Avec près de 74 milliards d’euros d’actifs immobiliers, l’État pourrait
alléger ses comptes. Pourtant, il vend mal, peu, ou trop tard. L’histoire de
l’Hôtel Mezzara, dans le 16e arrondissement de Paris, en est l’illustration
flagrante.
Sept ans d’errance pour
un bijou classé
Construit par Hector Guimard en 1910, joyau de l’Art nouveau situé rue La Fontaine, l’Hôtel Mezzara appartient à l’État depuis 1956. Après le départ des internes du lycée Jean-Zay en 2015, le bâtiment reste vacant. Premières tentatives de vente en 2018 : échec.
Appels à projets : sans suite. Le bien se dégrade, sa valeur s’érode. Ce
n’est qu’en 2024 qu’une solution est trouvée… non pas par l’État, mais par un
investisseur privé. Un bail emphytéotique de 80 ans permettra enfin de redonner
vie à l’hôtel particulier, bientôt transformé en musée Guimard, grâce à
l’initiative de Fabien Choné et de l’association Le Cercle Guimard.
« Ce n’est pas un
problème d’offre. C’est un problème de méthode, d’angle d’attaque, de narration
du bien »,
souligne Agnès Weil, mandataire Expertimo à Paris.
Un État qui vend à
contretemps
Le cas Mezzara n’est
pas isolé. En 2024, les ventes du parc immobilier de l’État ont atteint un
plancher historique : 549 cessions seulement, pour 222 M€ de recettes, loin des
500 M€ atteints quelques années plus tôt. L’appareil administratif semble inadapté
aux exigences d’un marché devenu plus rapide, plus segmenté, plus exigeant.
« L’État n’est pas un
opérateur immobilier. Et il persiste à ignorer les logiques du marché, surtout
sur les biens atypiques », poursuit Agnès Weil.
Les maux d’un système
grippé
• Des biens complexes à céder : monuments classés,
vétusté, prescriptions des ABF… autant d’obstacles qui nécessitent expertise,
pédagogie, et accompagnement.
• Une vision de marché décalée : vendre un hôtel
particulier dans le Sud du 16e arrondissement comme un actif de luxe, sans
valoriser l’environnement autour de Guimard, est une erreur stratégique.
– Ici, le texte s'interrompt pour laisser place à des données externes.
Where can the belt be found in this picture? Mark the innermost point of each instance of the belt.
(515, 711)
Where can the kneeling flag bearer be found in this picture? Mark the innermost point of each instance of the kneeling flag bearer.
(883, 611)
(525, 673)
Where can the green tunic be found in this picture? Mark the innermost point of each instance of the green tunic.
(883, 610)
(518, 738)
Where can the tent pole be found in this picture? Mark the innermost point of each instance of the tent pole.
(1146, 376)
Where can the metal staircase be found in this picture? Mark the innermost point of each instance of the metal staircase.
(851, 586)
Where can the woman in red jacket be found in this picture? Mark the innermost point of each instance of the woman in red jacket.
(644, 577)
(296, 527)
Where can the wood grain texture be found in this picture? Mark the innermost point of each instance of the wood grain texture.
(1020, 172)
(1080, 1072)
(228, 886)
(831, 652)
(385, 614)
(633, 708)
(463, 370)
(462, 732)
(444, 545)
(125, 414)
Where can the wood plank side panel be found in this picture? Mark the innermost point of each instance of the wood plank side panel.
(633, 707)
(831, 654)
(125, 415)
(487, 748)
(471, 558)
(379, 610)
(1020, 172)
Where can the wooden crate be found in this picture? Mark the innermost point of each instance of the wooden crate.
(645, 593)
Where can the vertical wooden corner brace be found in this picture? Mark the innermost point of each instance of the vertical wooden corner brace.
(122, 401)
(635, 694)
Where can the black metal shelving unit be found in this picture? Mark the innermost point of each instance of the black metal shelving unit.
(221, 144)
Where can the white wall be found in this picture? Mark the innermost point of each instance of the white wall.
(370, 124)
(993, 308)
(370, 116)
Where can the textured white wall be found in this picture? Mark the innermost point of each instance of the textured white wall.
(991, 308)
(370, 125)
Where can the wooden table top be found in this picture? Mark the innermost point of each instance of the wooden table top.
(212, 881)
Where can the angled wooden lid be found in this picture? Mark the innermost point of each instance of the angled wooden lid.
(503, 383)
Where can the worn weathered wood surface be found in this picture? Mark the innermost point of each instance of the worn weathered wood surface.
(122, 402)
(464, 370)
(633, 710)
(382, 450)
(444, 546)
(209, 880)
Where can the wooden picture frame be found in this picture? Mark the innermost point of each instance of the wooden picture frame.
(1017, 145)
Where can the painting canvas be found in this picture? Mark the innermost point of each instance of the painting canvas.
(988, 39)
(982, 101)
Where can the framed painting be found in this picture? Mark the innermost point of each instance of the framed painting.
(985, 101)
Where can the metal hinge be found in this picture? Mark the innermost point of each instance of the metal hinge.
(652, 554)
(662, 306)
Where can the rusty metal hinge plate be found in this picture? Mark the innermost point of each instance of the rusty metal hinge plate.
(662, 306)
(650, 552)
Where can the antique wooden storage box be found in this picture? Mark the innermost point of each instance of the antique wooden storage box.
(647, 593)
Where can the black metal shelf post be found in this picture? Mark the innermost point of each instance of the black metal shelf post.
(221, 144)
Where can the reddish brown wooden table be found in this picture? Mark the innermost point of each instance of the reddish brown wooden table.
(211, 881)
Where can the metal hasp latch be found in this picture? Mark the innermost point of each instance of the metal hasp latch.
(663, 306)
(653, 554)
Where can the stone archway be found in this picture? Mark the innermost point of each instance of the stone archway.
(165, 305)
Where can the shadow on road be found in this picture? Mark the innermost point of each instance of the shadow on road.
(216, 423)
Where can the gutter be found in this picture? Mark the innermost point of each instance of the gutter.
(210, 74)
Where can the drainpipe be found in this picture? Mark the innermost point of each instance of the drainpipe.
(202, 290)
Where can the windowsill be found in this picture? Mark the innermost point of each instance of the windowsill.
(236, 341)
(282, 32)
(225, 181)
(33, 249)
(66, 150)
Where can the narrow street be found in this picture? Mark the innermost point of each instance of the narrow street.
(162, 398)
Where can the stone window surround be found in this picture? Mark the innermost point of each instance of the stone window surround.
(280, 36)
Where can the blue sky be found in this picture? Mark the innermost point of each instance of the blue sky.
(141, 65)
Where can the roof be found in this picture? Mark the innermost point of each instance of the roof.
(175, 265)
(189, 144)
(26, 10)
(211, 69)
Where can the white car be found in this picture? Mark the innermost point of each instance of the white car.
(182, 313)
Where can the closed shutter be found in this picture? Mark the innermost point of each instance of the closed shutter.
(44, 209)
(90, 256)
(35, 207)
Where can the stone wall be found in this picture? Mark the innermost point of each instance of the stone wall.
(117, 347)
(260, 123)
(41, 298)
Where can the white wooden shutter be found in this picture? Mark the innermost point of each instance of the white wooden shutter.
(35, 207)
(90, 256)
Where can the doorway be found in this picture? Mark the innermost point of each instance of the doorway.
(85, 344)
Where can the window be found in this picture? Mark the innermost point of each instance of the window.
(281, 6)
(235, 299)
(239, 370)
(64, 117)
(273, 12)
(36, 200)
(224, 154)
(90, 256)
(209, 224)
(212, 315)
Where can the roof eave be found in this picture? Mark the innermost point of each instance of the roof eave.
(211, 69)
• Procédures trop rigides : appels d’offres mal
calibrés, conditions restrictives… L’innovation privée est souvent écartée
d’office.
• Absence de stratégie commerciale : sans positionnement
clair, sans relais spécialisés, l’État ne parvient ni à séduire les bons
acheteurs ni à raconter le potentiel des lieux.
Le sursaut viendra-t-il
du privé ?
C’est un paradoxe cruel
: les
projets aboutissent uniquement quand l’État délègue. Mais cette délégation
n’est ni structurée, ni anticipée. Le succès du musée Guimard n’est pas le
fruit d’une politique publique, mais d’un sauvetage opportun. L’exception
privée devient la règle… faute d’une vision claire.
« Tant qu’on confondra
gestion patrimoniale et inertie administrative, ces joyaux resteront à
l’abandon »,
conclut Agnès Weil.
Une urgence budgétaire,
une opportunité manquée
À l’heure où l’État
cherche à rationaliser ses dépenses, il est temps de professionnaliser la
gestion de son patrimoine. Cela suppose une chose simple : faire appel à ceux
dont c’est le métier. Les professionnels du conseil, de la vente haut de gamme,
de l’ingénierie immobilière ont les outils, les réseaux, et surtout les récits
adaptés pour faire d’un bien dormant un actif vivant.
Malheureusement l’Hôtel Mezzara n’est pas un cas isolé et d’autres hôtels particuliers, propriétés de l’État peinent à trouver preneur, perdus dans l’infinie liste d’annonces des biens en cession.
Ainsi, situé dans le centre historique de Senlis (60), un hôtel particulier d’une surface de 1041 m² (sous-sol et R+1) sur une parcelle de 1 464 m², a longtemps été à la vente sur le site de l’État sans succès malgré son cadre patrimonial à fort potentiel pour un projet haut de gamme. Idem pour cet ancien hôtel particulier à Tourcoing (59) mettant en avant une structure bien préservée avec ses jardins, des espaces de bureaux et salles de réception répartis sur quatre niveaux.